Diego, Jorge, Nemías y Darío son albañiles. Por estos días, están terminando unos dúplex sobre la avenida Bodereau de Córdoba.
Diego, Jorge, Nemías y Darío son albañiles. Por estos días, están terminando unos dúplex sobre la avenida Bodereau de Córdoba. Entre palas, cemento y cal, cambian parrillas por tuppers con guisos, polenta o sandwiches. Cada noche preparan la vianda que llevarán a la obra al día siguiente.

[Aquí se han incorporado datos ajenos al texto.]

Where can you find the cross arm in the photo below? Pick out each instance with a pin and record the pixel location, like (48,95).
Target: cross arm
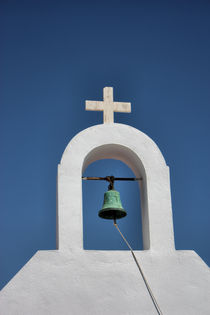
(94,105)
(122,107)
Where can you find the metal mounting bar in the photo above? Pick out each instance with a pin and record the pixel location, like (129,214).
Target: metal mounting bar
(111,178)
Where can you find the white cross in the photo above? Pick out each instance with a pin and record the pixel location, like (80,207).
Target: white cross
(108,106)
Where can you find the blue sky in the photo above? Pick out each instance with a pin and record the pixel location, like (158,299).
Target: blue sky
(57,54)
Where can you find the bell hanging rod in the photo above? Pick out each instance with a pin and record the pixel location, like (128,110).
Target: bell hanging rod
(112,178)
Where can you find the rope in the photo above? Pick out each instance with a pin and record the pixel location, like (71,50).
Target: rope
(141,272)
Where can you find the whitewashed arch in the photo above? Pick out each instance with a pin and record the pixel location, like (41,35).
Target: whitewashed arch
(142,155)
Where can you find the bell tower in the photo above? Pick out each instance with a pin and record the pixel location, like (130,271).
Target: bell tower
(71,280)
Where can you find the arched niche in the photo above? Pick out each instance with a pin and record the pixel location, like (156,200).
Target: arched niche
(100,234)
(141,154)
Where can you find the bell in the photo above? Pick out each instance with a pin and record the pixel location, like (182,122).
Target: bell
(112,207)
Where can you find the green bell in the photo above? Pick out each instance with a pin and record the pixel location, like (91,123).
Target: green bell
(112,207)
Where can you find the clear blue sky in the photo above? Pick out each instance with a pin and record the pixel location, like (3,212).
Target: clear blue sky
(57,54)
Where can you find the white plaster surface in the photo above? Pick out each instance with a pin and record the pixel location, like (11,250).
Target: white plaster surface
(71,280)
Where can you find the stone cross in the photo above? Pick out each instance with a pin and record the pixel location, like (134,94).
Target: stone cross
(108,106)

Los asados son cosa del pasado y salvo por alguno que otro pagado por los dueños de las viviendas que levantan, las parrillas no ven carne desde hace varios meses. "Están oxidadas; lloran por un pedazo de carne", se ríen."Ya ni me acuerdo hace cuánto que no comemos asado", dice Darío, pensando cuándo fue la última vez que prepararon lo que antes era un clásico del viernes y hasta más. "Está muy cara la carne", advierte.Nemías agrega que ahora se come "más pollo, pescado y mucho guiso". "Y polenta", aclara Jorge. "Nos traemos la vianda, a veces comemos sandwiches con fiambre y queso", cuenta Diego, sentado sobre unos ladrillos en la punta de la mesa que improvisaron sobre una tarima de madera.Darío asegura que "los dueños ya no pagan tantos asados" y que, cuando lo hacen, "compran mucha falda y aguja", cortes más económicos.Los chicos reconocen que el costo de esa comida es altísimo: "Son 40 ó 45 pesos por cada uno y no se puede; es la mitad de un día de trabajo", explican. Los albañiles recuerdan que antes con 25 pesos se comía un buen asado. Ahora, de vez en cuando, ponen pata muslo de pollo en las parrillas, que tienen listas por si acaso.